Remember the history of this stupidity. Coastal California gave us catalytic convertors nationwide to solve a local issue caused by high torque reving diesel garbage trucks, not gas engines. Coastal CA is pinned against mountains. Smog would develop in the valley since they have been growing oranges or even before. So California and the rest of the US gave up fuel efficiency and reliability with increased costs to satisfy a specific location’s geographic issue. It is time for CA to split in two. The rights of the other California and soon others are being trampled by the majority that live in a valley surrounded by mountains.
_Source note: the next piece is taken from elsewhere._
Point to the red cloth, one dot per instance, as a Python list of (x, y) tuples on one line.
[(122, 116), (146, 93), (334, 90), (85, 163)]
Does this sound asinine?

Challange
7 months ago
Reply to  Phil Davis

Say Goodbye to California…..The liberal administration is cutting their own throat !!! Transportation fleets will adapt and move their Shipping points out of State….(I can vision ports in California) with miles of High Rise stacked Containers and Anchored ships packed to the Horizon waiting to unload without trucks to move them to Retail/wholesale warehouses for distribution……Restrictions cut both ways, Truckers could cripple the states revenue ?????